Voir Loasby (2001) pour une reprise de cet argument.

242.

« The question of whether or not the firms find innovations profitable depends not only on the objectives of the firms. In almost all economic sectors the firms – profit‑seeking private organizations, public agencies, individual professionals – are subject to monitoring mechanisms that at least influence which innovations score well or poorly according to the objectives of the firms and that may impose more direct constraints on firm behavior. […] Selection environments differ greatly in the structure of demanders and monitors and in the manner and strength in which these mold and constrain the behavior of firms ».

243.

« [N]otre théorie est d’un lamarckisme sans fard : elle couvre aussi bien la ‘transmission héréditaire’ des caractères acquis que l’apparition de variations sous le stimulus de l’adversité ». (Nelson et Winter, 1982, p. 11). Un lecteur décidément darwinien de l’argument de Nelson et Winter pourrait répliquer, avec Hodgson (2003b, p. 360), que cette conception lamarckienne des routines est anti‑weismannienne, mais pas anti‑darwinienne pour autant. Weismann est le biologiste qui a établi lors d’une expérience cruciale l’indépendance du matériau héréditaire des perturbations subies par l’organisme, ce qui invalidait l’hypothèse lamarckienne de transmission héréditaire des caractères acquis (voir notre introduction générale).

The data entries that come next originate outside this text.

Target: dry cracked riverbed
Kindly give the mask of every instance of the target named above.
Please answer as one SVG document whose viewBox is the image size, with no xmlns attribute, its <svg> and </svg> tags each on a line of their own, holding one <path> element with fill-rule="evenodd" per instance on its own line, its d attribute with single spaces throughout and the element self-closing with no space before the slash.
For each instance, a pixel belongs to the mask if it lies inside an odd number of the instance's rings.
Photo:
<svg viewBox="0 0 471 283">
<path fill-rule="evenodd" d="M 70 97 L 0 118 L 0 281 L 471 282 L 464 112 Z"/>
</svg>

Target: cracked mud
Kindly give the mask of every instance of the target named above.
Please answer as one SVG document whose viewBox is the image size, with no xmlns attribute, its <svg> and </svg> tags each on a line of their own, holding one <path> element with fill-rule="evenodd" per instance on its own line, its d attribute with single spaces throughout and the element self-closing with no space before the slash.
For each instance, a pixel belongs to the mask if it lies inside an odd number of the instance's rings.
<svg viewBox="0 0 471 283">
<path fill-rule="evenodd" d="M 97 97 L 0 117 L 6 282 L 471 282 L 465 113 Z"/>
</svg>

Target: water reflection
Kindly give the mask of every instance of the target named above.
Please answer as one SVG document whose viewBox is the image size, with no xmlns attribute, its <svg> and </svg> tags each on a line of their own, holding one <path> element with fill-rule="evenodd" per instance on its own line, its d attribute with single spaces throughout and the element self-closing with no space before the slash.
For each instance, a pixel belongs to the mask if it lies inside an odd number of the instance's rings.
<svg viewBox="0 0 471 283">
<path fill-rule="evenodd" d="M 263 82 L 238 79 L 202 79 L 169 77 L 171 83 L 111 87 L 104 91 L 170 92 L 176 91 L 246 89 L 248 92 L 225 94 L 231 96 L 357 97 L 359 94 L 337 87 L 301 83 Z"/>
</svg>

Formellement, la validité de la sélection naturelle darwinienne ne dépend pas du résultat établit par Weismann. Notre conclusion est proche de celle défendue par Ege (1988, p. 485) : « Paradoxalement, en matière d’emprunts que les économistes du changement technique et de l’innovation pratiquent dans la théorie lamarckienne, il serait possible de parler d’une distanciation à l’égard du modèle biologique jugé trop mécanique pour rendre compte de la complexité du fait humain ». Voir également Paulré (1997).